Me: "On the plus side, that's one less pecan you have to crack open. And, from the looks of it, I think she might mostly be eating the pecan and spitting out the shell."
Jeremy: Looking around the kitchen floor. "Thank God no one is coming over today. If they were they'd look around and think that we really are rather grimy people."

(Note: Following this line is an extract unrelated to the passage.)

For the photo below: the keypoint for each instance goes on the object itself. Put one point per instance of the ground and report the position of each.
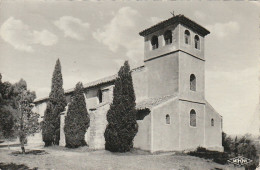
(83, 158)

Me: "Oh, she finished that one. Off for another."
Jeremy: Sigh.
Me: "Our kitchen is going to look like a redneck bar with shells all over the floor. It should go nicely with the Mt. Dew box she tore up this morning." Yes, I should have taken the box away. Yes, the floor was now littered with tiny bits of green everywhere. On the other hand, I figured picking up all the little pieces was a small price to pay for redirecting pogo puppy away from me until I had enough coffee. Will I be one of those parents who plops her kids in front of the television? If it means I get coffee and an hour of peace, definitely! Wonder if I can give them rawhide chewies like I do Abby to redirect her attention?

Bovine Theory
Me: "I'm really getting exciting about these papers I want to work on."
Jeremy: "I'm not looking forward to that, I should have put in a prenup clause forbidding you from discussing (or referencing) theory, in our conversations."
Me: "Well, the one will drive you batty--feminist theory. The other you might be interested in--posthumanism."
Jeremy: "Absolutely not and definitely not, in that order."
Me: "You're not interested in posthumanism?"
Jeremy: "Pre- post- or anything in between! I have no interests, I'm a dud."
Me: "Posthuman is the mixing of man and machine."
Jeremy: "No, posthuman is death. At least, if you started outhuman. Unless, of course, you're Hindu, in which case, I think posthuman is bovine."

Me: Sigh. Pause. I think how I can sucker him into a discussion of posthumanism. "But that's part of Battlestar Gallactica, which you love."

Jeremy: "No no, Battlestar Galactica is about things blowing up in space. And THAT I like! You're not going to get intelligent conversation out of me today wife, so stop trying!"
Me: "Obviously, my theoretical notions are just way beyond your grasp."
Jeremy: "I'm thinking about patching schedules, server moves, tilling the garden, how to gate the fence, etc... i.e. I'm thinking about my prebovine state. You think THAT obvious attempt to get my gander up is going to work?" I ponder the fact that he actually used the word "gander" in conversation. Is that even the right word? Or is he saying he's a male goose? I think the word might be dander. Or is that just the stuff you need a special shampoo for?


Me: "Well, I had to try. Even it my attempts at reverse psychology were blatantly obvious. I always hold out the hope that, at some point, they might work. I think I have to get you drunk first though."

Jeremy: "I don't think they 'ever' work. You don't manipulate me well, one of the reasons I married you. You tried, get an A for effort, but you suck."

Me: "I can be manipulative if I want! Just give me a few more years to figure it out (obviously, 14 is just not enough)."

Jeremy: "You should create a new theory called 'prebovine.' Now THAT would make for an interesting paper."
Me: "Umm, I'm not sure what that theory would entail? Milk? A steak? Okay, so now I see why that theory might interest you."
Jeremy: "Steak is clearly postbovine."
Me: "Oh, good point. That would mean milk would be presentbovine. Maybe grass or hay is prebovine."
Jeremy: "No, milk is unusual in that it's both pre and present. I've seen grass post bovine too--didn't care for THAT at all."


Me: "How can milk be prebovine if there is no cow to produce or drink the milk? I've fallen in the prebovine grass before too. Let's just say, not one of my finer moments, nor very pleasantly scented."
Jeremy: "Preadultbovine then. No no, I think you meant you fell in the POSTbovine grass."
Me: "Oh, my mistake. You are quite right. I don't think I can use any of this theory in my paper."
Jeremy: "Clearly, your paper isn't going to be any good then."